8. Света никого не любит. По крайней мере, мне на этот счет ничего не известно. Правда, несколько раз я ловил на себе ее изучающие взгляды…
В этом причудливом лабиринте первых чувств неизбежны и антипатии. Их много. Главная же интрига похода заключается в том, что Фома и Яцек что-то прознали о предпочтениях Кузи и теперь мечтают набить ему морду. Только Вовочка безмятежен. Кто посмеет с ним связаться, может сразу заказывать себе гроб и белые тапочки.
Все знают: этот поход не только веселое приключение, но и проверка сложившихся хитросплетений. Пришло время развязке. Другого момента не будет. Ведь многие после этого похода больше не увидятся. Кто-то остается в школе, а кому-то придется поступать в техникумы и ПТУ. Вовочке, например, уже забронировано место в училище, где учат на автослесаря. Поэтому все необычайно взбудоражены и замысловато переглядываются.
Что из всего этого получится?
Пришли на место, разбили лагерь. Пообедали, погоняли мяч. Стемнело.

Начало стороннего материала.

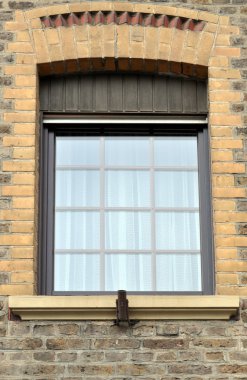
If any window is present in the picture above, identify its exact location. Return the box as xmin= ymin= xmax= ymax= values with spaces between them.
xmin=40 ymin=117 xmax=213 ymax=294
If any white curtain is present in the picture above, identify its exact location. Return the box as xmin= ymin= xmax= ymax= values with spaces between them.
xmin=54 ymin=137 xmax=201 ymax=291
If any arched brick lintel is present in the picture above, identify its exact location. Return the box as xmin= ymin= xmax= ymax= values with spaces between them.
xmin=25 ymin=2 xmax=229 ymax=77
xmin=38 ymin=57 xmax=208 ymax=79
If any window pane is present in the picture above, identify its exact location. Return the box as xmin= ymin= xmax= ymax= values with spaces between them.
xmin=106 ymin=170 xmax=150 ymax=207
xmin=54 ymin=253 xmax=100 ymax=291
xmin=56 ymin=136 xmax=100 ymax=165
xmin=105 ymin=211 xmax=151 ymax=250
xmin=105 ymin=253 xmax=152 ymax=291
xmin=55 ymin=211 xmax=100 ymax=249
xmin=156 ymin=253 xmax=201 ymax=292
xmin=56 ymin=170 xmax=100 ymax=207
xmin=156 ymin=212 xmax=200 ymax=250
xmin=154 ymin=136 xmax=197 ymax=166
xmin=155 ymin=171 xmax=199 ymax=207
xmin=105 ymin=137 xmax=150 ymax=166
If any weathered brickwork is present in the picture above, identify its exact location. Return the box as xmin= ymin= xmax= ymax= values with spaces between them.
xmin=0 ymin=0 xmax=247 ymax=380
xmin=0 ymin=0 xmax=247 ymax=295
xmin=0 ymin=298 xmax=247 ymax=380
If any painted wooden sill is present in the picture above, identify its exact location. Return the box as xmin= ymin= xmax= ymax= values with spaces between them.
xmin=9 ymin=295 xmax=239 ymax=320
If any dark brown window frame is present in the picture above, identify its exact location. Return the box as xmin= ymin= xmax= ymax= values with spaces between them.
xmin=38 ymin=113 xmax=214 ymax=295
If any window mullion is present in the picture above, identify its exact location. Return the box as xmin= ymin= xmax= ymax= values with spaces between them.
xmin=150 ymin=137 xmax=156 ymax=291
xmin=100 ymin=136 xmax=105 ymax=291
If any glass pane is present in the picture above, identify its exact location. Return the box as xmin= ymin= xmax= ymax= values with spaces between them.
xmin=156 ymin=253 xmax=201 ymax=292
xmin=154 ymin=136 xmax=197 ymax=166
xmin=156 ymin=212 xmax=200 ymax=250
xmin=105 ymin=211 xmax=151 ymax=250
xmin=105 ymin=253 xmax=152 ymax=291
xmin=155 ymin=171 xmax=199 ymax=207
xmin=106 ymin=170 xmax=150 ymax=207
xmin=54 ymin=253 xmax=100 ymax=291
xmin=56 ymin=136 xmax=100 ymax=165
xmin=105 ymin=137 xmax=150 ymax=166
xmin=56 ymin=170 xmax=100 ymax=207
xmin=55 ymin=211 xmax=100 ymax=249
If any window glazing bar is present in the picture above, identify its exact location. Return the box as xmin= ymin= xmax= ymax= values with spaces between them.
xmin=43 ymin=116 xmax=208 ymax=124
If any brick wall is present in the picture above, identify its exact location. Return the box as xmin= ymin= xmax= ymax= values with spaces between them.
xmin=0 ymin=0 xmax=247 ymax=380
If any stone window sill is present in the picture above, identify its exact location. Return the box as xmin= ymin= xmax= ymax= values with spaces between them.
xmin=9 ymin=295 xmax=239 ymax=320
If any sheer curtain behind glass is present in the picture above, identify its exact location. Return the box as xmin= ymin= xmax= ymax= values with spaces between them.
xmin=54 ymin=136 xmax=201 ymax=291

Вовочка с Паскеем стали разводить костер, а Надежда приказала всем собирать хворост.
Кузя многозначительно поманил меня кивком, и мы отошли в сторону.
— Хочешь посмотреть, что у меня есть? — заговорщицки спросил он.
— Ну?
Я ожидал увидеть толстую кубинскую сигару или на худой конец пачку «Мальборо», но Кузя задрал на животе свитер, и я увидел у него за поясом необычной формы иностранную бутылку с фирменной закручивающейся пробкой.
— Ух, блин, веселуха!
Я невольно огляделся. Кузя поспешил опустить свитер.

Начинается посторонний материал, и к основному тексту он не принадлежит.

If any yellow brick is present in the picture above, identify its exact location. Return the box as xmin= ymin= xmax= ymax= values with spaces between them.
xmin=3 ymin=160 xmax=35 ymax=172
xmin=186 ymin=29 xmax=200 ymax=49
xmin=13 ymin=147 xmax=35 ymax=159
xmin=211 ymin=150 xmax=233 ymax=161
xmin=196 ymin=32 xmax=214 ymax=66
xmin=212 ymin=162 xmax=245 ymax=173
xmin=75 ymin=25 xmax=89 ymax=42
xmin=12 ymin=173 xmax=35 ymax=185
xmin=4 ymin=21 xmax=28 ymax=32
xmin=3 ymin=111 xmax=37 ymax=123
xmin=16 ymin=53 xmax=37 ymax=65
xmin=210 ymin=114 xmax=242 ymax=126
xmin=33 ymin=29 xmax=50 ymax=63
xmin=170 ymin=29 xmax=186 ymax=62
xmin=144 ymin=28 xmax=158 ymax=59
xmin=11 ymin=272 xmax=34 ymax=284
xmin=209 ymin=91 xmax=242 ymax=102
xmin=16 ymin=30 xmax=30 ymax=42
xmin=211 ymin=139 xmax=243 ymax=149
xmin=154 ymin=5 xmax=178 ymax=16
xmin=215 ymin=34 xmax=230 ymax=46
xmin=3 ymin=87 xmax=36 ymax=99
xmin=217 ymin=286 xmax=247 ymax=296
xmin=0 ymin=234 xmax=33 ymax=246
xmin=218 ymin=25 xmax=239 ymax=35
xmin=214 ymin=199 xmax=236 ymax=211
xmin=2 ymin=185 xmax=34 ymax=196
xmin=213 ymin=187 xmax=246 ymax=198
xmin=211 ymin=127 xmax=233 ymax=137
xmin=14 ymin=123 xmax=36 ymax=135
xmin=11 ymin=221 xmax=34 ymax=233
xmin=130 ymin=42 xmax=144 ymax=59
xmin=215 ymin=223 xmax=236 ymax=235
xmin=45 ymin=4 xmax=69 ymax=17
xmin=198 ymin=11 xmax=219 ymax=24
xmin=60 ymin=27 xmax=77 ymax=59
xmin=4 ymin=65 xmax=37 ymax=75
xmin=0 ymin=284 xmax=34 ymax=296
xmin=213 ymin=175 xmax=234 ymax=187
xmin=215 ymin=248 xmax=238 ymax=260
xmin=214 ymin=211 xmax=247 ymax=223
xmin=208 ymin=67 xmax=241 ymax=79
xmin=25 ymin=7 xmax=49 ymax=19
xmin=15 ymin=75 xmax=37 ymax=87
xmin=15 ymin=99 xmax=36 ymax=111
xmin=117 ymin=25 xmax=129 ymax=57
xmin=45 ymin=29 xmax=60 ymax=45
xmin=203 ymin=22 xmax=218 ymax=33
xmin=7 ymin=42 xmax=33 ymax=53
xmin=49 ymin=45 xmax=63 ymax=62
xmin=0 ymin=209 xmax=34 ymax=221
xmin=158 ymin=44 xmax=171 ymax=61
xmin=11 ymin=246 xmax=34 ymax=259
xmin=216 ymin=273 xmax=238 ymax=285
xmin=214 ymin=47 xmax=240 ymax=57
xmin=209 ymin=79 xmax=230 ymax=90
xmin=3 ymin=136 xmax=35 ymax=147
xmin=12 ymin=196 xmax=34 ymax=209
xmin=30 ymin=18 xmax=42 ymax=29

— Шотландское виски. У фазера спиздил из бара! — гордо сообщил он.
— А если узнает?
— Не узнает. Я налью в бутылку чая и поставлю на место. Андестенд?
— А если захочет выпить?
— Не захочет. Он вообще не пьет — у него язва. Он эти бутылки коллекционирует.

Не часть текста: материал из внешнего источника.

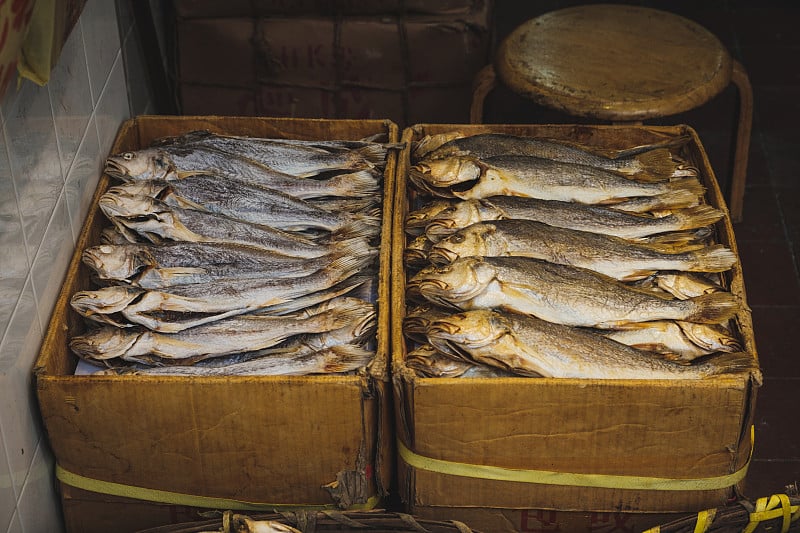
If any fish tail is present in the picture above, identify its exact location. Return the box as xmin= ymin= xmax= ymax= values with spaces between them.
xmin=325 ymin=344 xmax=375 ymax=373
xmin=666 ymin=176 xmax=706 ymax=197
xmin=681 ymin=291 xmax=742 ymax=324
xmin=633 ymin=231 xmax=705 ymax=249
xmin=634 ymin=148 xmax=678 ymax=179
xmin=412 ymin=131 xmax=464 ymax=161
xmin=330 ymin=216 xmax=380 ymax=242
xmin=689 ymin=244 xmax=737 ymax=272
xmin=698 ymin=352 xmax=763 ymax=385
xmin=353 ymin=143 xmax=386 ymax=167
xmin=323 ymin=245 xmax=371 ymax=280
xmin=330 ymin=170 xmax=379 ymax=197
xmin=673 ymin=204 xmax=725 ymax=229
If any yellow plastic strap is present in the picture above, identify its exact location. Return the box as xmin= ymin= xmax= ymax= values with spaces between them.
xmin=744 ymin=494 xmax=800 ymax=533
xmin=694 ymin=509 xmax=717 ymax=533
xmin=397 ymin=439 xmax=750 ymax=491
xmin=56 ymin=464 xmax=380 ymax=511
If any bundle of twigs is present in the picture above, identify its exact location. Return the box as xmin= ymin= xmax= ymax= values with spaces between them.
xmin=645 ymin=483 xmax=800 ymax=533
xmin=139 ymin=510 xmax=480 ymax=533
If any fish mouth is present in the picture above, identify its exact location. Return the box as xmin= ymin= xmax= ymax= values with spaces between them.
xmin=425 ymin=220 xmax=456 ymax=237
xmin=428 ymin=247 xmax=458 ymax=265
xmin=104 ymin=157 xmax=130 ymax=179
xmin=70 ymin=289 xmax=144 ymax=317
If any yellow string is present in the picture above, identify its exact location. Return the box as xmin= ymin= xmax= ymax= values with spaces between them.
xmin=56 ymin=464 xmax=380 ymax=511
xmin=744 ymin=494 xmax=800 ymax=533
xmin=397 ymin=439 xmax=750 ymax=491
xmin=694 ymin=509 xmax=717 ymax=533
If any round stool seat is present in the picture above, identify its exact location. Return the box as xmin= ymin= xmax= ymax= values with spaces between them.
xmin=494 ymin=4 xmax=732 ymax=122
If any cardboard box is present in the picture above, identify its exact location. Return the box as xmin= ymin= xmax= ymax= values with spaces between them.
xmin=174 ymin=0 xmax=485 ymax=18
xmin=392 ymin=124 xmax=758 ymax=516
xmin=416 ymin=507 xmax=687 ymax=533
xmin=177 ymin=2 xmax=491 ymax=126
xmin=34 ymin=116 xmax=398 ymax=531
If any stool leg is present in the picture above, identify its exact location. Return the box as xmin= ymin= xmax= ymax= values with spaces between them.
xmin=730 ymin=60 xmax=753 ymax=222
xmin=469 ymin=64 xmax=497 ymax=124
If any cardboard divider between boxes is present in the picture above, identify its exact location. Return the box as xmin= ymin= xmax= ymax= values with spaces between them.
xmin=392 ymin=124 xmax=759 ymax=531
xmin=34 ymin=116 xmax=398 ymax=532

Я почесал затылок. Свои две бутылки пива, которые еще минуту назад казались мне бесценным сокровищем, теперь я готов был просто подарить Вовочке.
— Какой план? — поинтересовался я.
— Как какой? Выпить!
— Вдвоем? А может, кого-нибудь угостим?
— Кого? — Кузя насупился. — Этих, что ли? Он покосился на Вовочку и его друзей.
— Да нет, зачем они нам сдались. Тем более что у них свои расклады. По моим разведданным, у Фомы водка, у Паскея бормота, у Вовочки «Шипр». Надо девчонок угостить. Только тех, кто не заложит.
У Кузи загорелись глаза. Я понял, что он не мог об этом и мечтать.
Мы долго взвешивали кандидатуры. На самом деле мы ничего не обсуждали, а только друг друга морочили. Все было заранее ясно.
— Ладно, пригласим Танюшу и Светку! Переговоры беру на себя, — решительно подытожил я.
Кузя вроде бы обрадовался, но поправил пальцем очки — это свидетельсвовало о том, что он весьма разволновался.
— Чревато! — выдавило он, покусывая губу.